Saturday, August 15, 2015

I'm no pastor. (Yet.)

Since I was young, I've wanted to be a pastor. I've felt a tug on my heart, a deep sense of call that was something so much a part of me; something I couldn't deny or ignore. With my grandpa being a pastor and being raised very closely to him, I had the most wonderful role model and example of what a pastor is and looks like and I have always had a deep connection to him; I think that's because our hearts are the same and hold something that I don't think most people know.

Unfortunately I was raised in a denomination that didn't allow women to be pastors and so I spent a good part of my life exploring other vocations, but continuing to feel with each that they weren't "it". That they weren't what God was calling me to. That there was something different for me.

I found the courage to leave the church denomination I grew up in a few years ago and joined one very similar, and yet different in the sense it allows women to be pastors. And as I went through a period of deep spiritual growth and transformation, that call that had been on my heart for so long began getting louder and louder. Soon, I couldn't ignore it any longer. I ultimately applied to seminary in to a pastoral program and was accepted. Unfortunately, due to life changes and circumstances, I've been prevented from being able to begin but just this last week I had a meeting in which opened the doors back up for me. I wasn't expecting it. I wasn't quite prepared for how well the meeting went and didn't quite know what to do with it, but I left with a deep sense of peace. With a resolution that if it is God's will, it will be done.

In the mean time, I am the Director of Children, Youth and Family Ministries at my church and every now again I get to moonlight in the pulpit and fill in for our pastor when he is gone. I regularly assist worship and always love doing that, but there is something very different about taking on that leadership-pastory role when it's on me to lead the service.

This weekend is one of those weeks when I've been entrusted with the responsibility of leading our service and preaching while our pastor is out of town. As usual, I was excited and grateful and humbled to have the opportunity, but unlike other times, when I received the text for this Sunday I was to preach on, I felt a bit lost. I felt a bit in over my head. Ill equipped. I felt many things, most of which weren't screaming "I've got this."

But the thing is, I haven't had to "have" this. The pastoral call is anything but about me or of me. It is God's call and God's work. With that, even though I am not yet a pastor, when I am entrusted with stepping in to that role, I do so with God's presence and direction.

This week I have struggled with getting my sermon "just right". Even today, the day before I am to preach it, I have spent far too long with it trying to work and rework it to be a certain way. I missed posting last night as I was up until 2 am working on it. And as I have struggled, my instinct was to question what I was doing and whether or not I should be doing it. But instead of doing that, I have chosen grace. I have chosen to resolve to hand it over to God (which is what I should have done from day one!) and to let it just be his. As I have wanted to continue to go over it tonight and to call and read it to my mom or grandpa to get feedback or opinions, I resisted the temptation and allowed myself the grace of letting it be what it is and of trusting in God to be God and to use those words in some way, being at work in and through them.

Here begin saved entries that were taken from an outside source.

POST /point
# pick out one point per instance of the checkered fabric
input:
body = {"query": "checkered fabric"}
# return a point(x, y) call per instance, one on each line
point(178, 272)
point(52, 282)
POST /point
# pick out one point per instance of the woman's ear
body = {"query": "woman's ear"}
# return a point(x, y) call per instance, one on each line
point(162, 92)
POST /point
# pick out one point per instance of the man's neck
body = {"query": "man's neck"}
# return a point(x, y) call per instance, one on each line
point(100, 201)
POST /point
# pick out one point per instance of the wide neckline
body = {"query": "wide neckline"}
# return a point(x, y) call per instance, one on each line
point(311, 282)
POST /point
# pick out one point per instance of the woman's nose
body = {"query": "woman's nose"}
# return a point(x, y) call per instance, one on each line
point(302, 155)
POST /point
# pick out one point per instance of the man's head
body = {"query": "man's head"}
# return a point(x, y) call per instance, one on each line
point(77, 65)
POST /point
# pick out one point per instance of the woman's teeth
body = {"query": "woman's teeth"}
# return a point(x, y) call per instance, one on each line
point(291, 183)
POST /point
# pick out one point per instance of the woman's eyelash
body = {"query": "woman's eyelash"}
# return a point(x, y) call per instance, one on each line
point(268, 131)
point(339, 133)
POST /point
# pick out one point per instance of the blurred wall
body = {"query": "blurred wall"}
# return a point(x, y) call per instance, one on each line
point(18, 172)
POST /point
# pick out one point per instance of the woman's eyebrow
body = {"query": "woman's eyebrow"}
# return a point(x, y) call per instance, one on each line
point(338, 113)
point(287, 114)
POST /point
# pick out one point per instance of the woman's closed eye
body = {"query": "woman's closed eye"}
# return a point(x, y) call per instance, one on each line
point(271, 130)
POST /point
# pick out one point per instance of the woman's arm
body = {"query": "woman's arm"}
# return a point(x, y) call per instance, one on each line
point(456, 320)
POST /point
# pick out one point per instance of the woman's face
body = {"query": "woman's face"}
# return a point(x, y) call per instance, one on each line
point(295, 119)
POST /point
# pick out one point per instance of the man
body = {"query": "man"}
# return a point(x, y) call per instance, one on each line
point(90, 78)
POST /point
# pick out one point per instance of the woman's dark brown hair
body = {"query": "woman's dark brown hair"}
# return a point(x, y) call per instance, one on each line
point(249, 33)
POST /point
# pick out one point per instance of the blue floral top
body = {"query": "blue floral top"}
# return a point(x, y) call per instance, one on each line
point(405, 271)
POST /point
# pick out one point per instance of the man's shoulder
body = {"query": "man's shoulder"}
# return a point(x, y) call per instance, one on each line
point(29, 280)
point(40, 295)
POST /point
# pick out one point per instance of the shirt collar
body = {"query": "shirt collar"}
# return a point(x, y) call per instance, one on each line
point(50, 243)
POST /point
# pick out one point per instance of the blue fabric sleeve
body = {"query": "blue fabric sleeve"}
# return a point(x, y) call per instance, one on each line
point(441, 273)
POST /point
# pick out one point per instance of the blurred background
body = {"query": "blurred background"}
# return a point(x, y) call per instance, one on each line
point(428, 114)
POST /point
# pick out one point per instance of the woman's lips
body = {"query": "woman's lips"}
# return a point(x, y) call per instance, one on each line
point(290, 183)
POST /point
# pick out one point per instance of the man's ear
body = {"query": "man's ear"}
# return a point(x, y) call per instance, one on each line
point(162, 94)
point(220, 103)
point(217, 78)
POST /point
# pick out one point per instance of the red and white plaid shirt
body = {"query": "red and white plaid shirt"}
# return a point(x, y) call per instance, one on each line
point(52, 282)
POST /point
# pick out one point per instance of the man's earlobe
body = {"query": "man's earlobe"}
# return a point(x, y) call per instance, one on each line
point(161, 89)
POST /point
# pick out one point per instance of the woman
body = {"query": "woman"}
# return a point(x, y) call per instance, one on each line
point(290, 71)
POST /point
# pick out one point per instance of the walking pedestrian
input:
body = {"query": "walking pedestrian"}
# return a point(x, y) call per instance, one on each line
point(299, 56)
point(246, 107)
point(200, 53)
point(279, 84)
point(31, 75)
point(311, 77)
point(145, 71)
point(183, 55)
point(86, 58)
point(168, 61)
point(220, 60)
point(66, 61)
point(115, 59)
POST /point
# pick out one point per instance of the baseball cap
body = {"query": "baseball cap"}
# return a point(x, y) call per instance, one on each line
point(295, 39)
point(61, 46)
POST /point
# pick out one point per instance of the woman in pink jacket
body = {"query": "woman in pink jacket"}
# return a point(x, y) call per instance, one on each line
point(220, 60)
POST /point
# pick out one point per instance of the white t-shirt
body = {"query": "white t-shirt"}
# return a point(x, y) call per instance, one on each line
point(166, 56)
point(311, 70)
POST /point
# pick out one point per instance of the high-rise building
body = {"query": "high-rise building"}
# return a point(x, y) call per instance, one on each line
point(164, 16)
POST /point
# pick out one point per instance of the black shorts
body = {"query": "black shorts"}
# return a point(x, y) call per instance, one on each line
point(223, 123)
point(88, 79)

And so today, grace was about letting God being God. It was about letting God's word be His word. It was instead of dwelling on my words, using my gifts to bring things to the service that weren't originally planned and yet that are going to make it something really beautiful. Because of that I can now feel excited for tomorrow and for this service. My heart is full having been able to share sacred moments with a couple beautiful women as we prepared for it today.

I may not be a pastor... yet. But one day. And in the mean time, I continue to seek to embrace the gift of God's grace that I may be able to better share it's gift with others.